Для Пеннингтона и Уордлоу Грандер-старший рылом не вышел — во-первых, католик, что в протестантских Штатах большой минус. Во-вторых, родился не в Америке, а за океаном, в Париже на улице Гренета. В третьих, богатство у него какое-то сомнительное — ну, нашел «Золотое море» на Клондайке, ну, сумел отбиться от бандитов… Но где три-четыре поколения предков, упорным трудом добившихся положения в обществе, основавших компании, построивших железные дороги и заводы?

Так, везунчик.

И никого не волновало, что после Клондайка Грандер-старший сумел приумножить свое состояние в Трансваале и Кимберли, что успешно вложил добытое во французские и бельгийские заводы… Правда, заводы эти по большей части разрушили проклятые боши, но Грандеру подфартило и тут.

После возвращения из Южной Африки он встретил в Париже Анну Дашкову и после бурного романа женился по большой любви. Не очень понятно, что гнало ее подальше от мест, где водились русские аристократы — она никогда не рассказывала — но молодая жена как раз за год до начала всеевропейской бойни сумела убедить мужа перевести все свои активы за океан и переехать самому.

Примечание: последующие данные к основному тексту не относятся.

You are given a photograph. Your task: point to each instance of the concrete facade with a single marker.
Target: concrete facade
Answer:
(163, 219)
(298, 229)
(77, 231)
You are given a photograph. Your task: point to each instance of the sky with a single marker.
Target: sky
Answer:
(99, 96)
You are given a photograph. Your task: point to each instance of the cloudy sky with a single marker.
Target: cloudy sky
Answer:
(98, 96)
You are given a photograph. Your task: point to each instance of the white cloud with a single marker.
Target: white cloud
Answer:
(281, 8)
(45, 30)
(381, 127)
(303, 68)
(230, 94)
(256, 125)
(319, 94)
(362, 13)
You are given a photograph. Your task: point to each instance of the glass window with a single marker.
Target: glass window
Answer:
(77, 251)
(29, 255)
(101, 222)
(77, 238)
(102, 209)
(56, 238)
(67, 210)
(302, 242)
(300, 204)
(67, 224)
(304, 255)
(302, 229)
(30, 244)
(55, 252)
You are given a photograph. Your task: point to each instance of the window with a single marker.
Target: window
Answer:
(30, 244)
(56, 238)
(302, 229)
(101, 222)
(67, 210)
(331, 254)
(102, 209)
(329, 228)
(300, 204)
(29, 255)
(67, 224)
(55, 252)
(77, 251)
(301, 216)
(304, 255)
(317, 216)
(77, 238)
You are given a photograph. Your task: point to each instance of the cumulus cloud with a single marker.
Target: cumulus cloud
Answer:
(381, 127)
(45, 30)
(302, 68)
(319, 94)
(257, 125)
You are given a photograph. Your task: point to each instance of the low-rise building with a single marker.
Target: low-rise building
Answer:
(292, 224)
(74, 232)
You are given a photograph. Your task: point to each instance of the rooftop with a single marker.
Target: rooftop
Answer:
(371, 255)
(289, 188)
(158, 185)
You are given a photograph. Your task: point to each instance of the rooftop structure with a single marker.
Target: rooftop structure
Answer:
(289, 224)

Одно слово — lucky guy*. Но удача дама переменчивая, сегодня благоволит, а завтра в упор не видит, и такие мгновенно проматывают свалившееся с неба богатство. Солидной же школе с вековой историей совершенно не нужны ученики разорившихся родителей, не дай бог выслушивать униженные просьбы об отсрочке платежа или встрять в судебные тяжбы из-за отчисления!

* lucky guy — счастливчик.

Мысли о нравах высшего общества прервал глухой звук, какой бывает, если уронить толстую книгу плашмя на пол.

— Togliete la carogna! — презрительно бросил первый голос. — Prossimo!

Что-то тяжелое сперва утащили, потом притащили, а первый вдруг перешел на английский:

— Где груз, Билли? Нам нужен груз!

— Да пошел ты… — новый голос подробно объяснил первому, куда следует идти и чем там заниматься.